Plasma-enabled synthesis of ordered PtFe alloy nanoparticles encapsulated with ultrathin N-doped carbon shells for efficient methanol electrooxidation
Xuxu Sun, Zhijian Mao, Ruiqi Wang, Xiaohu Pi, Changle Chen, Junbo Zhong, Qi Wang, Kostya Ostrikov
Abstract
Methanol oxidation reaction (MOR), the key reaction for clean energy generation in fuel cells, is kinetically sluggish and short-lasting because of insufficient catalytic activity and stability of the common Pt-based electrocatalysts.
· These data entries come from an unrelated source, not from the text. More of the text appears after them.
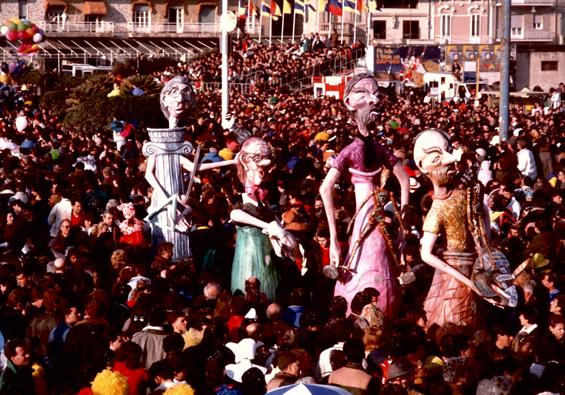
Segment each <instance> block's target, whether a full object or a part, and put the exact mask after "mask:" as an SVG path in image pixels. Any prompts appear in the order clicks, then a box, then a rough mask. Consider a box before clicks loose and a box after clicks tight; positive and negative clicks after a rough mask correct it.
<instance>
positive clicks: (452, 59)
mask: <svg viewBox="0 0 565 395" xmlns="http://www.w3.org/2000/svg"><path fill="white" fill-rule="evenodd" d="M500 49H501V46H500V44H465V45H463V44H452V45H451V44H450V45H446V46H445V63H446V64H447V65H449V66H451V65H452V64H453V63H454V61H455V60H457V62H458V63H459V65H461V66H463V62H476V61H477V60H479V70H480V72H489V71H495V72H498V71H500V64H501V58H500V56H501V54H500Z"/></svg>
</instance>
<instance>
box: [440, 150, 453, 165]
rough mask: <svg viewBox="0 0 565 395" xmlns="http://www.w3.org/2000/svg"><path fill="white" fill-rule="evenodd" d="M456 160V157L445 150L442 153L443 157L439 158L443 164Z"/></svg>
mask: <svg viewBox="0 0 565 395" xmlns="http://www.w3.org/2000/svg"><path fill="white" fill-rule="evenodd" d="M453 162H456V159H455V157H454V156H453V155H451V154H450V153H449V152H447V151H445V152H444V153H443V157H442V159H441V163H442V164H444V165H449V164H450V163H453Z"/></svg>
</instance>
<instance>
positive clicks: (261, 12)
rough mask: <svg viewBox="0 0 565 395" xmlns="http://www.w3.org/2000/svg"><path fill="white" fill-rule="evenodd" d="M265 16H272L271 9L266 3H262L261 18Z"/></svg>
mask: <svg viewBox="0 0 565 395" xmlns="http://www.w3.org/2000/svg"><path fill="white" fill-rule="evenodd" d="M263 15H271V7H270V6H269V5H268V4H267V3H265V2H262V3H261V16H263Z"/></svg>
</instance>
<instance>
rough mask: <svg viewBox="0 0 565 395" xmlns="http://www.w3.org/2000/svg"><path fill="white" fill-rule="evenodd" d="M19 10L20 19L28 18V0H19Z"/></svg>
mask: <svg viewBox="0 0 565 395" xmlns="http://www.w3.org/2000/svg"><path fill="white" fill-rule="evenodd" d="M18 12H19V14H20V16H19V18H20V19H25V18H27V0H20V1H18Z"/></svg>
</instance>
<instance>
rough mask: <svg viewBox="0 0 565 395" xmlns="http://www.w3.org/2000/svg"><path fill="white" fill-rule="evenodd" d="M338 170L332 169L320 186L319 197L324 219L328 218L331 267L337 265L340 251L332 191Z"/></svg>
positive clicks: (333, 188)
mask: <svg viewBox="0 0 565 395" xmlns="http://www.w3.org/2000/svg"><path fill="white" fill-rule="evenodd" d="M339 176H340V173H339V170H337V169H336V168H334V167H332V168H331V169H330V171H328V174H327V175H326V178H325V179H324V182H323V183H322V186H321V187H320V196H321V197H322V201H323V202H324V209H325V210H326V217H327V218H328V227H329V231H330V262H331V264H332V265H334V266H337V265H339V258H340V256H341V250H340V247H339V241H338V237H337V226H336V221H335V206H334V199H333V189H334V186H335V184H336V183H337V181H338V180H339Z"/></svg>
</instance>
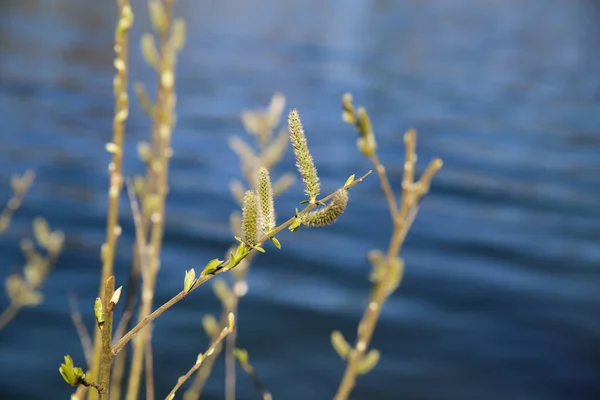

Ordered Pt alloy structures which promise to surmount these issues, are challenging and impractical to fabricate using common high-temperature annealing. To address the urgent need for simple and rapid synthesis methods for such alloys, here we report the versatile plasma-assisted thermal annealing synthesis of a robust electrocatalyst with PtFe alloys supported on N-doped carbon nanotubes (denoted as PtFe@NCNT-P). Benefiting from the reactive plasma-specific effects, the PtFe@NCNT-P electrocatalyst features ultrafine PtFe alloy nanoparticles (mean size ∼ 2.88 nm, ordered degree ∼ 87.07%) and ultrathin N-doped carbon (NC) shells (0.3–0.7 nm), leading to the excellent catalytic activity and stability toward MOR. The catalyst shows the specific and mass activities of 3.99 mA/cm2 and 2,148.5 mA/mg, which are 7.82 and 7.41 times higher than those for commercial Pt/C (0.51 mA/cm2, 290 mA/mg), and 2.18 and 2.59 times higher compared to the plasma-untreated PtFe@NCNT (1.83 mA/cm2, 829.5 mA/mg), respectively. The PtFe@NCNT-P further exhibits extraordinary stability during the long-term chronoamperometry test and 1,000-cycle cyclic voltammetry scanning, much better compared to PtFe@NCNT samples even after the longer thermal annealing. These findings show great potential of the plasma-enabled synthesis of high-performance carbon-supported metallic electrocatalysts for the emerging clean energy technologies.